Kenyan aid worker missing in Pakistan: police
ISLAMABAD: A Kenyan aid worker and his Pakistani driver working for an international charity are missing, feared abducted in southern Pakistan, police said on Monday.
Police official Saqib Ismail said the Kenyan works for Care International and that his car was found abandoned in the town of Noshero Feroz on Sunday.
Since then, there has been no news of about the men's whereabouts.
Six foreigners, four of them aid and development workers, have already been abducted since July in nuclear-armed Pakistan, where US forces last year killed Osama bin Laden and which stands on the frontline of a Taliban insurgency.

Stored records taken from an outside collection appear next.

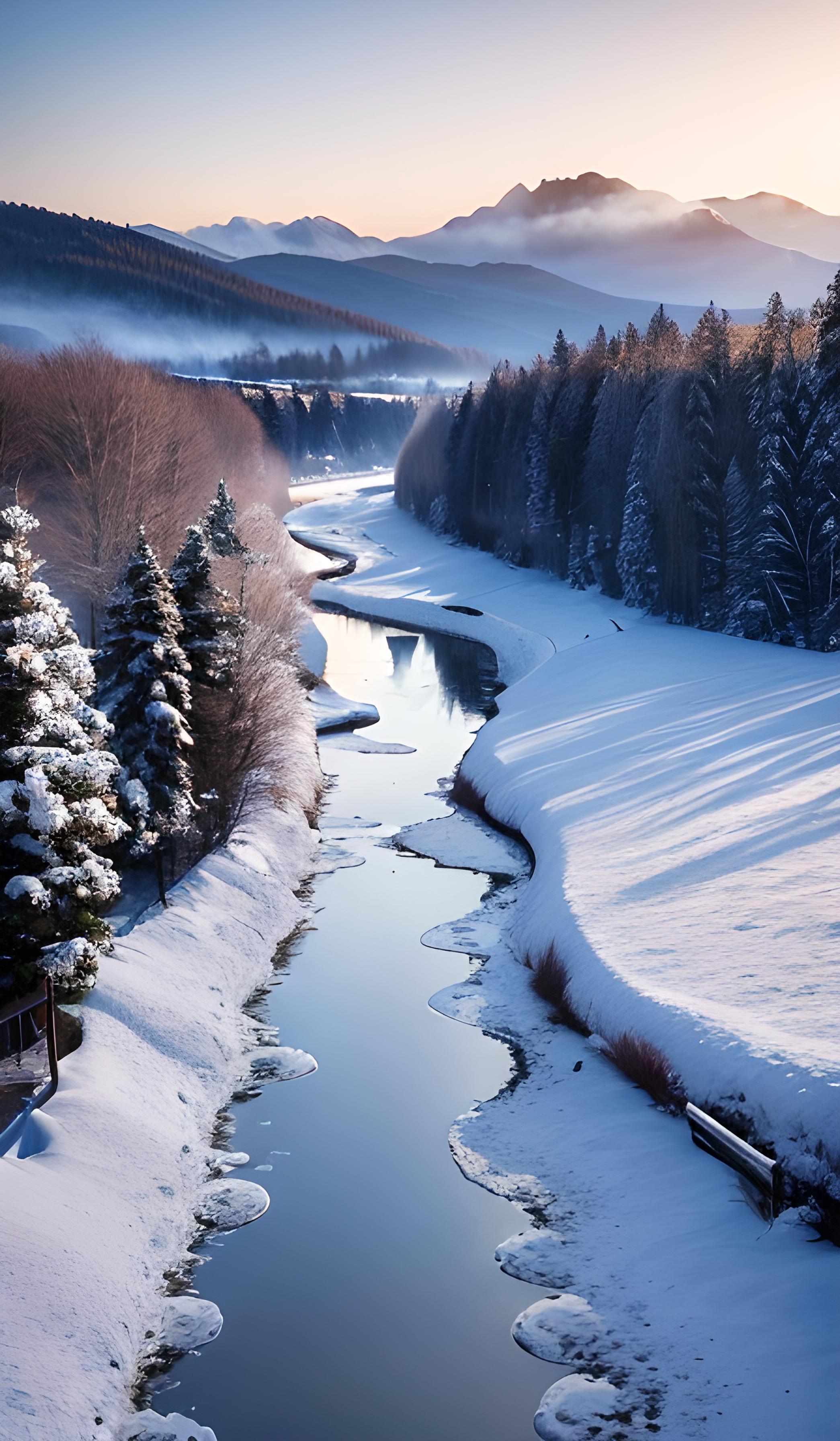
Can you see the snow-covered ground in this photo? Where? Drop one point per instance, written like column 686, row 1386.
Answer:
column 91, row 1221
column 679, row 792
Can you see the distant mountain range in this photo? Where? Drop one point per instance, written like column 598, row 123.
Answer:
column 64, row 274
column 784, row 222
column 601, row 234
column 508, row 312
column 307, row 237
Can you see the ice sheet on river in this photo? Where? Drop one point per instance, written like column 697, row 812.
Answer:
column 335, row 712
column 149, row 1426
column 466, row 842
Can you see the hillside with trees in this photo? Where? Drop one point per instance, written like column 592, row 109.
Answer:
column 49, row 256
column 697, row 478
column 191, row 710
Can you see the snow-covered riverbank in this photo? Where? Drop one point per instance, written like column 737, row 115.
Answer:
column 678, row 793
column 94, row 1219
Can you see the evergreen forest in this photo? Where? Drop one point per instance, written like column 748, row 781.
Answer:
column 695, row 478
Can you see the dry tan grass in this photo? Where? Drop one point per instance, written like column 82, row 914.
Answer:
column 551, row 980
column 646, row 1065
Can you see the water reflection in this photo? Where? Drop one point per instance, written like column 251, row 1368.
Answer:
column 367, row 1303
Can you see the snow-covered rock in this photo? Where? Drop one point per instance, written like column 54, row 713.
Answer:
column 149, row 1426
column 535, row 1256
column 229, row 1204
column 561, row 1329
column 280, row 1064
column 580, row 1408
column 188, row 1322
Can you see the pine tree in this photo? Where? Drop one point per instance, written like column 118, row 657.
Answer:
column 744, row 610
column 580, row 574
column 219, row 523
column 539, row 509
column 636, row 560
column 209, row 614
column 561, row 353
column 57, row 802
column 145, row 688
column 796, row 511
column 663, row 342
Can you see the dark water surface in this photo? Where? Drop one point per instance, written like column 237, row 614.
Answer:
column 367, row 1305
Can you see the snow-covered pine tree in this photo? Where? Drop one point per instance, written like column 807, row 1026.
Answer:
column 211, row 619
column 744, row 612
column 57, row 802
column 580, row 574
column 636, row 560
column 219, row 523
column 539, row 501
column 823, row 474
column 143, row 676
column 561, row 353
column 795, row 508
column 709, row 357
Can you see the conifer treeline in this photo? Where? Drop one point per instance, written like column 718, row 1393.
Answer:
column 389, row 358
column 695, row 478
column 45, row 252
column 352, row 429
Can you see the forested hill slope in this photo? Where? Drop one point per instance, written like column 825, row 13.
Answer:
column 49, row 256
column 698, row 479
column 508, row 312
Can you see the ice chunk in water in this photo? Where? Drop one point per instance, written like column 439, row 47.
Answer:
column 229, row 1204
column 189, row 1322
column 559, row 1329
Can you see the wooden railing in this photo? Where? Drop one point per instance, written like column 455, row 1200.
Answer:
column 12, row 1021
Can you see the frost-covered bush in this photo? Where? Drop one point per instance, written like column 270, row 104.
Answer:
column 143, row 684
column 58, row 806
column 211, row 619
column 254, row 738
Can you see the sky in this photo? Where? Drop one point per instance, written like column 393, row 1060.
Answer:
column 392, row 117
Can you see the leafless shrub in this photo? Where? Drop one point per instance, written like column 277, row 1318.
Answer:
column 113, row 443
column 551, row 980
column 15, row 427
column 256, row 741
column 646, row 1065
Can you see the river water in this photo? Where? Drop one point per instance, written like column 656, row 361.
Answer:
column 367, row 1303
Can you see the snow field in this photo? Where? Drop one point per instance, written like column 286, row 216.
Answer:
column 107, row 1204
column 673, row 786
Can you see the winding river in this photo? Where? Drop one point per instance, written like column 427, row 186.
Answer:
column 367, row 1305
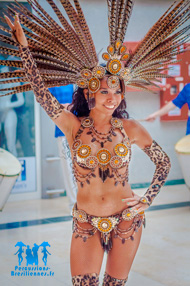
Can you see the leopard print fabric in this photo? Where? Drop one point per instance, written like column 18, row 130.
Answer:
column 43, row 96
column 110, row 281
column 163, row 165
column 91, row 279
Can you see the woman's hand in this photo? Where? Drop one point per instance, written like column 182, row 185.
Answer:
column 134, row 204
column 17, row 30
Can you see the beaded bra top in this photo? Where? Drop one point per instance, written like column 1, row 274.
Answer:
column 108, row 164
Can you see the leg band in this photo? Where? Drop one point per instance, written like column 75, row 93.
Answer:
column 86, row 280
column 110, row 281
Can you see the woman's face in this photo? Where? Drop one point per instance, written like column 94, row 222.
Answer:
column 107, row 99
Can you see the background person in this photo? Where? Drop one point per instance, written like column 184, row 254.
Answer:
column 64, row 95
column 182, row 98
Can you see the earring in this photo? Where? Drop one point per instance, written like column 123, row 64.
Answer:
column 91, row 101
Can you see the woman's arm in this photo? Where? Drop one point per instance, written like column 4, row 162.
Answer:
column 61, row 117
column 141, row 138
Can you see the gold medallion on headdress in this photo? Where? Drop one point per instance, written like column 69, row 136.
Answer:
column 116, row 162
column 87, row 122
column 80, row 215
column 113, row 81
column 116, row 123
column 91, row 162
column 121, row 150
column 76, row 144
column 82, row 153
column 105, row 225
column 128, row 215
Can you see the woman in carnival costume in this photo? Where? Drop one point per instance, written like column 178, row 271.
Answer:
column 108, row 216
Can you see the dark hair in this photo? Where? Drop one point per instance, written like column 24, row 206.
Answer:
column 79, row 106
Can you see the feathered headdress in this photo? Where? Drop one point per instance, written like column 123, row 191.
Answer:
column 65, row 54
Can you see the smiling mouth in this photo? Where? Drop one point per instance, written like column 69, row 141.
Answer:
column 109, row 107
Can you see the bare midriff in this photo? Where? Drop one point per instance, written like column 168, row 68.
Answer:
column 103, row 199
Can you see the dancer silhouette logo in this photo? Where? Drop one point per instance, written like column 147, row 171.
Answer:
column 31, row 255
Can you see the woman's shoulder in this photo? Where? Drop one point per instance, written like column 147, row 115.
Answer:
column 130, row 124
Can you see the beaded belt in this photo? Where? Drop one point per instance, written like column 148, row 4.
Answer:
column 105, row 225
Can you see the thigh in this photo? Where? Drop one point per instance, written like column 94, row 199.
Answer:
column 121, row 256
column 86, row 257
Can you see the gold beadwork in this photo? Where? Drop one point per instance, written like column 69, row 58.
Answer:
column 116, row 123
column 111, row 50
column 86, row 73
column 82, row 83
column 122, row 50
column 103, row 156
column 106, row 56
column 105, row 225
column 87, row 122
column 125, row 57
column 117, row 44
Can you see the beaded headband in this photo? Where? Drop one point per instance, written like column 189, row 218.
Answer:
column 65, row 52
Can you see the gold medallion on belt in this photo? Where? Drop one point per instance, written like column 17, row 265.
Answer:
column 105, row 225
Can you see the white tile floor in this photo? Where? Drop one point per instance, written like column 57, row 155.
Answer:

The Kenyan is missing in Pakistan's southern province of Sindh in an area badly affected by devastating floods in 2010 and again by floods in 2011 that mobilised a huge international aid operation.
Javed Suharo Jaskani, police chief of Noshero Feroz said the foreigner was around 40 years old and had been working in Pakistan for about a year.
“He left (the town of) Sukkur for Dadu (part of the flood-affected areas) yesterday and his car was found abandoned at Noshero Feroz,” said Jaskani.
“His driver, who is a local person, is also missing,” he added, saying that police believe local bandits kidnapped them for ransom.
Nothing appeared to have been taken from the vehicle, with the foreigner's laptop and bag containing his personal effects left behind, police said.